Between July and September, 99.900 permits were granted, a decrease of 11,5% compared to a year earlier, according to the Ministry of Ecological Transition, on which Housing depends. Housing starts advanced 6,3% to 94.000.
New housing is therefore struggling to recover after a collapse during the second quarter, marked by strict confinement decreed by the authorities against the spread of the coronavirus.
At the time, housing starts, which indicate which homes have actually started to be built, had seen their number fall by nearly a quarter. As for building permits, the best indicator of future trends, their quantity had fallen by almost half.
The summer has therefore not made it possible to fully turn the situation around, while President Emmanuel Macron will announce new restrictions on Wednesday evening, the executive considering a new confinement.
Over the entire twelve months at the end of September, the number of housing starts fell by more than 5% and that of permits by 10%.
The landscape is particularly gloomy for buildings, qualified as collective housing. The number of permits dropped by nearly 15% over the same period.
The housing world, primarily real estate developers, is worried about multiple factors that go beyond the health crisis alone.
They believe that the municipal elections, whose campaign was extended by three months by confinement, pushed local elected officials to limit permits. Then that the situation continued, the time for the new teams to set up.
Real estate players react to the numbers
The summer did not really revive the creation of housing, weighed down in the spring by the outbreak of the health crisis. Still gloomy, the figures let the sector fear a lasting crisis, even as the epidemic resumes and the executive is considering an imminent reconfinement.

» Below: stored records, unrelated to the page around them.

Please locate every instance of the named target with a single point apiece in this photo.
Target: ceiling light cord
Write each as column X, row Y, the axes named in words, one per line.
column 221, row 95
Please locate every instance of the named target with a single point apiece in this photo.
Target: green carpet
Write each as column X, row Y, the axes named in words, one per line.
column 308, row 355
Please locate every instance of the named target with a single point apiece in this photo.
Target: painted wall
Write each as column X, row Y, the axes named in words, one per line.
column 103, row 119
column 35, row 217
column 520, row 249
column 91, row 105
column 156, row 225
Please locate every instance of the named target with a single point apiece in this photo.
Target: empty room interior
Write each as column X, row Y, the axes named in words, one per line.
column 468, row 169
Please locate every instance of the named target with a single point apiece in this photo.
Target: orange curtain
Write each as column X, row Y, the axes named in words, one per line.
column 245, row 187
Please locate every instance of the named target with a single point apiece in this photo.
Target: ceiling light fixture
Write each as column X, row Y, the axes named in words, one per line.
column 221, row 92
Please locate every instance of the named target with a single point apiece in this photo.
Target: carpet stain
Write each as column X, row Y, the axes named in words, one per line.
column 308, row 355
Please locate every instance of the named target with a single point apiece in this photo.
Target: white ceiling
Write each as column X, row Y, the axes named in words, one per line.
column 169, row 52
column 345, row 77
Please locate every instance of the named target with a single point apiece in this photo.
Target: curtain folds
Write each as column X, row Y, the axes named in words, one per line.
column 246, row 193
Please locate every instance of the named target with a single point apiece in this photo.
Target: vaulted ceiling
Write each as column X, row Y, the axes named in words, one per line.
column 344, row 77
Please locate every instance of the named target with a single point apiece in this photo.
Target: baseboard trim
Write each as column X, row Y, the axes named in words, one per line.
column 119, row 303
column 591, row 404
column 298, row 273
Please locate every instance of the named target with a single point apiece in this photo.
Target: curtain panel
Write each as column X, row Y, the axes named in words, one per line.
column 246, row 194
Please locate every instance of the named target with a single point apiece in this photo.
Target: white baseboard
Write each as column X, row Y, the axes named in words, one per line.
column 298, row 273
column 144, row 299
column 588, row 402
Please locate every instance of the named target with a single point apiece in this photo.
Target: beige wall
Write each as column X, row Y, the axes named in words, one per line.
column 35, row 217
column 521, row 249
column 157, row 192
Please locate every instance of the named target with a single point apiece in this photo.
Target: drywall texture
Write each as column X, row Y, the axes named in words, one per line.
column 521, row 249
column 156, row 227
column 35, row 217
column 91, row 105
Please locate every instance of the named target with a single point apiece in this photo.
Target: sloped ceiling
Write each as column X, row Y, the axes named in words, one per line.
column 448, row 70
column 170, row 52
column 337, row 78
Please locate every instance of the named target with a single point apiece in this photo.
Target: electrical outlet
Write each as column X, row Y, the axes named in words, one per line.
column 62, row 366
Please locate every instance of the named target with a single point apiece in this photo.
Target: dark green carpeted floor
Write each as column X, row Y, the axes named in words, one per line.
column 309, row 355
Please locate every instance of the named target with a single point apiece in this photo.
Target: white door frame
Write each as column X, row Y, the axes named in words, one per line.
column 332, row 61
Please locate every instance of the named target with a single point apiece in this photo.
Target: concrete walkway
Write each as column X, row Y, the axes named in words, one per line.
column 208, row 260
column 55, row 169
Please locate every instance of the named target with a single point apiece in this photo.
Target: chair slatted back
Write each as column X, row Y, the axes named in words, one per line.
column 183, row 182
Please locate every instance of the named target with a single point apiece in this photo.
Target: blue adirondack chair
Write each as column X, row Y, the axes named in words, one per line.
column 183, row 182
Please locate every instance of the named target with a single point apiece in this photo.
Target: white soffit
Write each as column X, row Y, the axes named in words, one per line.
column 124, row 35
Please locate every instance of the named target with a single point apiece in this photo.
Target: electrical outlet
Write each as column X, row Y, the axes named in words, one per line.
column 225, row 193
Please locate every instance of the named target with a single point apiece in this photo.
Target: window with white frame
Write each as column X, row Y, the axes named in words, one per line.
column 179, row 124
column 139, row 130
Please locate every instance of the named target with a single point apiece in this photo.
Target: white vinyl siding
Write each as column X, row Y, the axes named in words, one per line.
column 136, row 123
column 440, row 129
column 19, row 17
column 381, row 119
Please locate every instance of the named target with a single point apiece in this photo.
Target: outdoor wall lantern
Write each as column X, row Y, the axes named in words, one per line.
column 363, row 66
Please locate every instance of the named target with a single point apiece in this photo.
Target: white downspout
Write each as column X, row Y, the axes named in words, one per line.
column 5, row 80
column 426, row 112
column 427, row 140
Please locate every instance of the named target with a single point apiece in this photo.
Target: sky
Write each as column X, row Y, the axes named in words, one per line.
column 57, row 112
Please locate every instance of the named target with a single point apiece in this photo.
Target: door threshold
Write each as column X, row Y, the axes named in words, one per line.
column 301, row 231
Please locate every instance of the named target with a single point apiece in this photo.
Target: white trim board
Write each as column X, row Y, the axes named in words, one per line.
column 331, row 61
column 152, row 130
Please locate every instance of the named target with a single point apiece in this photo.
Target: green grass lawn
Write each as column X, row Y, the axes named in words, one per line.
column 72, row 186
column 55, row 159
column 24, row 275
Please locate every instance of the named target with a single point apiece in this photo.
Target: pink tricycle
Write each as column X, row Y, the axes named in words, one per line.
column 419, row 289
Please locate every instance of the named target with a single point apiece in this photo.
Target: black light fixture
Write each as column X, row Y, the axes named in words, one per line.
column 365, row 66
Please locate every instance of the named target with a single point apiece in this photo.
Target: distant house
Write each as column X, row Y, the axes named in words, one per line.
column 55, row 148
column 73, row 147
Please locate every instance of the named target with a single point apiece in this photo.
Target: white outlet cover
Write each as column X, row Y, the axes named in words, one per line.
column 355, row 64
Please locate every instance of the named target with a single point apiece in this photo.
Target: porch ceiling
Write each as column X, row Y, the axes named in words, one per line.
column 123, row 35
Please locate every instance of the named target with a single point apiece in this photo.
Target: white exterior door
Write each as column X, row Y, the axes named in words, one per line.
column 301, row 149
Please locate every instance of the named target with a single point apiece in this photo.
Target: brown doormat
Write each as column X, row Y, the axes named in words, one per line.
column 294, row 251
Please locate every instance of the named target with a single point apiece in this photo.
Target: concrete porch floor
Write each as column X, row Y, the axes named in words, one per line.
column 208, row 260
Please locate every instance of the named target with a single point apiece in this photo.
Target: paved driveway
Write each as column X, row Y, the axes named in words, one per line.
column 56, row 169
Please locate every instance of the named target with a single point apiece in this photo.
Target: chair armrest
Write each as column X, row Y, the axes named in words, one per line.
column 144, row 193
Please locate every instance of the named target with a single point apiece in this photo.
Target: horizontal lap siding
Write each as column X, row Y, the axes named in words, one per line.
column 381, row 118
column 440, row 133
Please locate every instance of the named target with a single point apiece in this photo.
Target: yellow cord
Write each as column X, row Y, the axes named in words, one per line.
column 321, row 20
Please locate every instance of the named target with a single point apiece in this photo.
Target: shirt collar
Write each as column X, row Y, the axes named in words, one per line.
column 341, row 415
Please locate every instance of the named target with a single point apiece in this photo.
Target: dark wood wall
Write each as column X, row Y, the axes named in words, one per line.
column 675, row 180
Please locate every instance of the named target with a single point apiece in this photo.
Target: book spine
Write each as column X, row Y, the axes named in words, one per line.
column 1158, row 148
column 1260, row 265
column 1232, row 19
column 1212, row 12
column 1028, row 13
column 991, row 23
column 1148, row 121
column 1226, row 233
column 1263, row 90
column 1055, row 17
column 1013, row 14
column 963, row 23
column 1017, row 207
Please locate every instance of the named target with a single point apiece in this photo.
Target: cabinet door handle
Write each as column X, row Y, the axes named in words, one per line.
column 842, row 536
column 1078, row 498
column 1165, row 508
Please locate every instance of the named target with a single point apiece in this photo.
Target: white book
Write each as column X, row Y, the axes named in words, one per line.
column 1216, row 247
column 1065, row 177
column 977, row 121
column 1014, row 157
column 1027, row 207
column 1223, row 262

"I do not see a strong recovery at all. The figures are worrying (and) are not reassuring", declared to AFP the president of the Federation of real estate developers (FPI), Alexandra François-Cuxac, on the occasion of the quarterly figures on the sector.
Published by the Ministry of Energy Transition, on which Housing depends, the picture is mixed. On the one hand, there are more housing starts, that is to say housing for which construction has really started, (+ 6,3%) than a year earlier.
More "it's normal that this rebound takes place", minimized Ms. François-Cuxac. "Everyone has mobilized to make up for the delay on the sites at the start of the school year."
In fact, this figure is misleading in several ways. First, it only marks a small summer recovery after a collapse in housing starts - nearly a quarter - in the previous quarter, at the heart of the strict confinement decreed by the authorities against the spread of the coronavirus.
These restrictions blocked many construction sites, the time to put in place health security measures. And the summer catching up was not enough: over the twelve months passed at the end of September, construction starts are significantly lower (-5,6%) than a year earlier.
Above all, another indicator is more worrying for the future. Building permits, which really herald the trend for the coming months, saw their number drop again during the summer when they had already fallen by almost half in the second quarter.
"We don't see any real improvement", warns to AFP Alain Tourdjman, economist at the banking giant BPCE.
In terms of housing, "the major effect of the crisis is likely to be observed more in 2021"he insists. "The projections that can be made (...) seem to me in all respects worrying."
Shy elected officials
The results are all the more disappointing since the summer was marked by deconfinement and the resumption of economic activity. However, the government is now on the verge of announcing new restrictions on Wednesday, to the point of considering a new four-week confinement.
A lasting decline in new housing would be of concern beyond this single economic sector. A sufficient supply of housing is in fact the guarantee of a market where prices do not soar, which in turn is a crucial issue for an economy emerging from the crisis.
Mr Tourdjman estimates that less than 350.000 new homes could be built next year - the last few years have been around 400.000.
"We don't necessarily need to build 400.000 homes", he qualifies, but, according to him, this would imply an in-depth review of public land-use planning policies by supporting more actively the development of small and medium-sized towns where many vacant dwellings are accumulating.
For the time being, and despite the rise of teleworking in times of health crisis, it is the large agglomerations that concentrate the demand for housing with the capital, Paris, as their emblem, where prices have gone to settle well beyond of 10.000 euros per square meter.
Why, in this context, do the mayors not grant more permits? Observers agree on a set of unfavorable factors.
Not only did the crisis and containment freeze the examination of permits, but elected officials were also encouraged to timidity by an endless municipal campaign, extended by three months by the crisis.
Since then, professionals have noted little eagerness among the newly elected, whether because their teams are slow to take their marks or because the political context seems less favorable to construction with in particular the coming to power of several environmental mayors in big cities.
"Everything is a pretext for not accepting the other next to home", regrets Ms. François-Cuxac. "The mayors are those who must accompany this acceptance (but) in places, I feel elected officials tired, tired of this fight."
A sign that the government is aware of the issue, it has provided a budget of 350 million euros to reward the mayors who build the most housing.